Here is an analysis of the decision:
Q No and yes. There was no single majority opinion. Four of the justices contended that any racial quota system supported by government violated the Civil Rights Act of 1964. Justice Lewis F. Powell, Jr., agreed, casting the deciding vote ordering the medical school to admit Bakke. However, in his opinion, Powell argued that the rigid use of racial quotas as employed at the school violated the Equal Protection Clause of the Fourteenth Amendment. The remaining four justices held that the use of race as a criterion in admissions decisions in higher education was constitutionally permissible. Powell joined that opinion as well, contending that the use of race was permissible as one of several admission criteria. So, the Court managed to minimize white opposition to the goal of equality (by finding for Bakke) while extending gains for racial minorities through affirmative action. END Q
What they’re talking about. From the link above.
“There was no single majority opinion. Four of the justices contended that any racial quota system supported by government violated the Civil Rights Act of 1964. Justice Lewis F. Powell, Jr., agreed, casting the deciding vote ordering the medical school to admit Bakke. However, in his opinion, Powell argued that the rigid use of racial quotas as employed at the school violated the Equal Protection Clause of the Fourteenth Amendment. The remaining four justices held that the use of race as a criterion in admissions decisions in higher education was constitutionally permissible. Powell joined that opinion as well, contending that the use of race was permissible as one of several admission criteria.

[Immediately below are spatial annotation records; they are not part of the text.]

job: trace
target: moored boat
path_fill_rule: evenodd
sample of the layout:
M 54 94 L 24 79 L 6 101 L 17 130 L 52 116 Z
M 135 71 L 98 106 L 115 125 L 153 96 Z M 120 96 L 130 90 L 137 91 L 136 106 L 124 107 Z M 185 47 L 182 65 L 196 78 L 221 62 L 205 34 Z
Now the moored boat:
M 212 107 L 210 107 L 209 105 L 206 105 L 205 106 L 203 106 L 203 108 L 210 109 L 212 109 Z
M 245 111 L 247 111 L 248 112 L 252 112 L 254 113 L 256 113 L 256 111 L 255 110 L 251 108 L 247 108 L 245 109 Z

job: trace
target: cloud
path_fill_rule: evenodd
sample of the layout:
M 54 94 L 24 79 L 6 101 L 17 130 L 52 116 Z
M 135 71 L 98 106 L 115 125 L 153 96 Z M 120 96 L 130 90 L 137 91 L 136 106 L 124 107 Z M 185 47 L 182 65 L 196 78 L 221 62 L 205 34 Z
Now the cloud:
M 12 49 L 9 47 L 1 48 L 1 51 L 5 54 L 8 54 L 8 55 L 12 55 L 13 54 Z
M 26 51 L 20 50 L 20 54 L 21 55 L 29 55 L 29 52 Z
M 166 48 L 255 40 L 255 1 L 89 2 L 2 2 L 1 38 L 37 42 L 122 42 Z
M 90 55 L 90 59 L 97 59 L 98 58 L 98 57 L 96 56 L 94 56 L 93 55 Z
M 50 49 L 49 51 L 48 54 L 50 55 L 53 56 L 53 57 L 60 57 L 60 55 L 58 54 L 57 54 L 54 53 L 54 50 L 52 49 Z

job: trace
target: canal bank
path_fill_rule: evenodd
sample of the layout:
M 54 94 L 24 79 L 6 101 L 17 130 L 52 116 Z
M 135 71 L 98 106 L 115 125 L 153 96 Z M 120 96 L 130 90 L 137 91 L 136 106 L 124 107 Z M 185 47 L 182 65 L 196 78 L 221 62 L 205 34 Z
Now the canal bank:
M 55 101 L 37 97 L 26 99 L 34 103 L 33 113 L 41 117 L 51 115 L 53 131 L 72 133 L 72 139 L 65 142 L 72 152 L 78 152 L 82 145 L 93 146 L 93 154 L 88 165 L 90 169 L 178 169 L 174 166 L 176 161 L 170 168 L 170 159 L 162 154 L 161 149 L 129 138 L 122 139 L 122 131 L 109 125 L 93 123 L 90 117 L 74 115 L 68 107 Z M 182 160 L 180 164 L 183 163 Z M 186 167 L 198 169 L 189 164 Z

So, the Court managed to minimize white opposition to the goal of equality (by finding for Bakke) while extending gains for racial minorities through affirmative action.”
What is most distressing to me is how this is covered in the media. I have heard several news outlets characterize this as requiring “race neutral” admissions policies. I would say failing to account for the differing circumstances of students in a society where income and therefore educational opportunities are highly correlated with “race” is hardly “neutral.”
Here is the Obama policy document that has (among 23 others) been rescinded by the DOJ. Sessions and Trump did not change Affirmative Action case law. Erasing these guidelines will not change admission policies.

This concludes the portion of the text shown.